一方のコーセーが20年からサービスを実施するパナソニックとの協業による「スノービューティーミラー」は、肌のシミなどを“隠す”シートだ。鏡の前で顔表面の色、状態を分析することで極薄膜のカスタマイズシートを作る。つけた後、自身の肌と同化しどこに貼ったかは全然分からないのが特徴で、話したり笑ったりしても寄れたりせず、貼っていることを忘れるぐらい自然だという。将来的に皮膚疾患の人に向けた医療領域もカバーする予定だ。
CBD化粧品
「CBD」は、大麻に含まれる成分カンナビジオールの略称で、抗炎症効果やリラックス効果が期待できるもので、多くの化粧品に配合され話題だ。アメリカでは賛否がありながらも市場は活況。18年には高級専門店からマス市場にまで広がっている。日本ではマリファナの有効成分であるTHC(テトラヒドロカンナビノール)が0.01%でも含まれていると取り扱えないが、THCが一切残留しない製品も作られており、スキンケアオイルやクリームなどが輸入されたり、日本でも製品化が進んでいたり、ヘアサロンでも使用されている。

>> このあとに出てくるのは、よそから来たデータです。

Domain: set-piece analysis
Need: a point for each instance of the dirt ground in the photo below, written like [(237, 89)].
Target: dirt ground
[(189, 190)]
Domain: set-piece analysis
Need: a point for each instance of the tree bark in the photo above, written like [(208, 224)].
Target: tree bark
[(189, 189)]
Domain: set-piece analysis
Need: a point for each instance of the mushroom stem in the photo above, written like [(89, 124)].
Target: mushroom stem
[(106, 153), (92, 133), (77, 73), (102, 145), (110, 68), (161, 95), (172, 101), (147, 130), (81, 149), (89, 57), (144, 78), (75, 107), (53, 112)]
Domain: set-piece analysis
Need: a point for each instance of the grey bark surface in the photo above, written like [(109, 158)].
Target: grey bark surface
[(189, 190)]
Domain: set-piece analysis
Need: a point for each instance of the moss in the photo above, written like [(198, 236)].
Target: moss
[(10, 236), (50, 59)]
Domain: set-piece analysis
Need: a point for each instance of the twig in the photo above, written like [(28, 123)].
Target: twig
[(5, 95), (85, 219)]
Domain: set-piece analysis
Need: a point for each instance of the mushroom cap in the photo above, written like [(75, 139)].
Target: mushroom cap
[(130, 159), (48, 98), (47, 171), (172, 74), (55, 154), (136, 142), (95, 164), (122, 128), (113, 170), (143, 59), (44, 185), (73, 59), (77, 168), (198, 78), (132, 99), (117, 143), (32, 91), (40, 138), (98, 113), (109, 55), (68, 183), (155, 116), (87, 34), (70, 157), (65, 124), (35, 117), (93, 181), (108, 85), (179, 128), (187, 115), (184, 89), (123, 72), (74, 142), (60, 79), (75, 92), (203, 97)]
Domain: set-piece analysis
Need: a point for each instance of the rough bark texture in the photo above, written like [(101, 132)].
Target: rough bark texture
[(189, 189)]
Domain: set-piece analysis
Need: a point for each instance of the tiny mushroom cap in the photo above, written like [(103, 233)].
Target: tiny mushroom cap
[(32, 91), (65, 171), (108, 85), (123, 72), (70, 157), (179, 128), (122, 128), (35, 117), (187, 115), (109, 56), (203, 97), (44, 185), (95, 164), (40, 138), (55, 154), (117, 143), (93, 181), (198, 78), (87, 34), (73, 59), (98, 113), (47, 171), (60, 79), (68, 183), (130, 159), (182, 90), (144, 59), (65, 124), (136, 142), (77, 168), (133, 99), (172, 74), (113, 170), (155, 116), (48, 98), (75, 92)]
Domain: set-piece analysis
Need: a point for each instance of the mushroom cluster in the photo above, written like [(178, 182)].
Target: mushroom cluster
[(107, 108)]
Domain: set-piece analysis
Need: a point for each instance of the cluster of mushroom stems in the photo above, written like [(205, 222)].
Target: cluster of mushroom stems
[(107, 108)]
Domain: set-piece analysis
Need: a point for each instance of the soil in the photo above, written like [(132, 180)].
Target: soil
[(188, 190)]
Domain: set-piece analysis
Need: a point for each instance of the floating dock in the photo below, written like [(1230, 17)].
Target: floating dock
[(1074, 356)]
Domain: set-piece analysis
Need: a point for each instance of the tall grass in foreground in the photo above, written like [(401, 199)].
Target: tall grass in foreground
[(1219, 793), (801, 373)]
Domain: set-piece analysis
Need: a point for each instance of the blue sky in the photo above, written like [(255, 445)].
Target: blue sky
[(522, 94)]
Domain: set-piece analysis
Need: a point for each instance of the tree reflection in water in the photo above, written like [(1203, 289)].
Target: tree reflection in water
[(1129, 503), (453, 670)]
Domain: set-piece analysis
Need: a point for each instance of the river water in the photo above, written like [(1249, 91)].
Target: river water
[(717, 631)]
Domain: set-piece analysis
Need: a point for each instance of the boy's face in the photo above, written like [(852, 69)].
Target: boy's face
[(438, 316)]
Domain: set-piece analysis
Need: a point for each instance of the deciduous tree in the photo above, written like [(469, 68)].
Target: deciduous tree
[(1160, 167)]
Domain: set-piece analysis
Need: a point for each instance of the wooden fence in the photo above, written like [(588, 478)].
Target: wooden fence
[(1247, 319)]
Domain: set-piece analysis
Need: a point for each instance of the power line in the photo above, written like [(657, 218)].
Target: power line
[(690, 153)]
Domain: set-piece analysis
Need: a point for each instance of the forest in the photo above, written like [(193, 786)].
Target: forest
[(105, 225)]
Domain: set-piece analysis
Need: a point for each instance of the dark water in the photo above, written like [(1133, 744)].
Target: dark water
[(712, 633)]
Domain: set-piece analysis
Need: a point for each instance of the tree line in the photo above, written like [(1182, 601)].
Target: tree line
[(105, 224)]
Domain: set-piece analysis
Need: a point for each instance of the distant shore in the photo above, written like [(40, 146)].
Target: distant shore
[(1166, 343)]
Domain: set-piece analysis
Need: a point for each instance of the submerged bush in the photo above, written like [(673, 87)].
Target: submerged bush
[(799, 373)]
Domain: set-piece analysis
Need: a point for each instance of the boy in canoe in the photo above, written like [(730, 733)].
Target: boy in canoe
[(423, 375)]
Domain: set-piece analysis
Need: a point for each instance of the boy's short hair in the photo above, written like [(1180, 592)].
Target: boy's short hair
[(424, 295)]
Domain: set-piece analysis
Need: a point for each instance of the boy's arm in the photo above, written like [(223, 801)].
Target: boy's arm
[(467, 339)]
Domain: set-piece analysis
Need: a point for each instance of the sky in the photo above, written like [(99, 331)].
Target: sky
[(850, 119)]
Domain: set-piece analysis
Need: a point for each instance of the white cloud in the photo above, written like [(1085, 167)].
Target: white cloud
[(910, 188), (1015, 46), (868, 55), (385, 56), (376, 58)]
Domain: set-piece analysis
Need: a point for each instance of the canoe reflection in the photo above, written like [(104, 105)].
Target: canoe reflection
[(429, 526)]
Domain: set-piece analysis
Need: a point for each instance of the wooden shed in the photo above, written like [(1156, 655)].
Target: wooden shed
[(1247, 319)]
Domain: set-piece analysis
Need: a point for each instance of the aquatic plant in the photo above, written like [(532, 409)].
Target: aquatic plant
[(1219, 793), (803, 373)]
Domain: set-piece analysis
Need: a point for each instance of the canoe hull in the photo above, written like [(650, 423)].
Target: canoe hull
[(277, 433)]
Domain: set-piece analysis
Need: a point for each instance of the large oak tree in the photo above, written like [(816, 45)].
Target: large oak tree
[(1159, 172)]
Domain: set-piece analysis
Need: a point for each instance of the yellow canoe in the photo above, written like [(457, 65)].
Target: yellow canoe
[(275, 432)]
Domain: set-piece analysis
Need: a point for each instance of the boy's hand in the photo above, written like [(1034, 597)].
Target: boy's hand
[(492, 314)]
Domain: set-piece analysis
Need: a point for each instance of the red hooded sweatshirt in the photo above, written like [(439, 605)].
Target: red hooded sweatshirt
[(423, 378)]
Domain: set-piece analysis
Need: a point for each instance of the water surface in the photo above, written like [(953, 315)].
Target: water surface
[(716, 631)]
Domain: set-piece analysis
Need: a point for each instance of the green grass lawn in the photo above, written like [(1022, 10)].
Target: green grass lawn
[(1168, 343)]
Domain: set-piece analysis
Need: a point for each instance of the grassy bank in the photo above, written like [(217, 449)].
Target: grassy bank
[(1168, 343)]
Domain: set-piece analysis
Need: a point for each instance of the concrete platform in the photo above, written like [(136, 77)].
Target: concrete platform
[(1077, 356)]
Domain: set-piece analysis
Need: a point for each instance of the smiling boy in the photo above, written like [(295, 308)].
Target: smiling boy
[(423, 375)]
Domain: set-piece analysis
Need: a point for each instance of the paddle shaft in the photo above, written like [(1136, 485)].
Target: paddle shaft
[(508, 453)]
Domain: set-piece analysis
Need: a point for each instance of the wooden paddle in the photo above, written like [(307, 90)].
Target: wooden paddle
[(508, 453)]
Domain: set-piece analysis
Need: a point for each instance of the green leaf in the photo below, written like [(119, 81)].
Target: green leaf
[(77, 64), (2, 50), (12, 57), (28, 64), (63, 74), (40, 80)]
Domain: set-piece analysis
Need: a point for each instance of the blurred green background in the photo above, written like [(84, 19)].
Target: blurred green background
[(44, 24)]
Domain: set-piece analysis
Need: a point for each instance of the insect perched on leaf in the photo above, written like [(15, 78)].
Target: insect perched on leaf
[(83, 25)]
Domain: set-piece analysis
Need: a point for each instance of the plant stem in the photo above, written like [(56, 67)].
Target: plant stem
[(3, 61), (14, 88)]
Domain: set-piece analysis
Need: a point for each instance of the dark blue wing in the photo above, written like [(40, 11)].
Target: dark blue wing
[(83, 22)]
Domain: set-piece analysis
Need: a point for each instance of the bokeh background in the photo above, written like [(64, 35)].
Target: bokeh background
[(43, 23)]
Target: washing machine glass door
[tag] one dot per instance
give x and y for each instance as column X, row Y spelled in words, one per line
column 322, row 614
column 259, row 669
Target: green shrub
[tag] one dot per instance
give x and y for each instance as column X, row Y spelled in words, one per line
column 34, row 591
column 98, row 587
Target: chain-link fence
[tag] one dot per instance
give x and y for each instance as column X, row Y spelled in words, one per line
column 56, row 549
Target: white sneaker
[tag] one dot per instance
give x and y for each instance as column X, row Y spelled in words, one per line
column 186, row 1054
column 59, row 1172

ただ最近では、配合内容の見直しから発売中止を余儀なくされた例もあるなど、今後はその動向に注意が必要だ。
ミニサイズコスメ
19年、多くのブランドがミニサイズを発売した。資生堂が18年に若年層に向けミニサイズで価格を抑えて提案するシリーズ、その名も「SHISEIDO ピコ」を発売。ドラック・バラエティーショップブランド「フジコ」や「アネッサ(ANESSA)」といった日焼け止めでもミニサイズが誕生した。今年は「M・A・C」や「スック(SUQQU)」「ジョルジオ アルマーニ ビューティ(GIORGIO ARMANI BEAUTY)」「オフィシーヌ・ユニヴェルセル・ビュリー(OFFICINE UNIVERSELLE BULY)」など多くのブランドがコフレにミニサイズを入れて訴求。ミニサイズにすることで、化粧品の問題点だった使い切りがしやすいという利点が。また、価格も抑えられており人気が集まった。
元美容部員 和田さん。
「元美容部員 和田さん。(以下、和田さん。)」は、元美容部員で、美容系ユーチューバーとして91万以上のチャンネル登録数、インスタグラムのフォロワー数は19万(2019年12月24日現在)を誇る。18年8月の取材で29万チャンネル登録数、インスタグラム4万5000とあるので、1年で3、4倍の伸びだ。的確なメイク術と分かりやすさが幅広い女性から支持を集めている。PRではなく、彼女が紹介した商品は爆発的に売れて、ブランドの認知度もアップ。ブランド側も「なぜこの商品が売れたのか追跡すると、和田さん。に行き着いた。嬉しい限り」と語る。12月には和田さん。初のプロデュース商品であるカラコンが発売になった。現在はCチャネルから独立し個人事務所を設立している。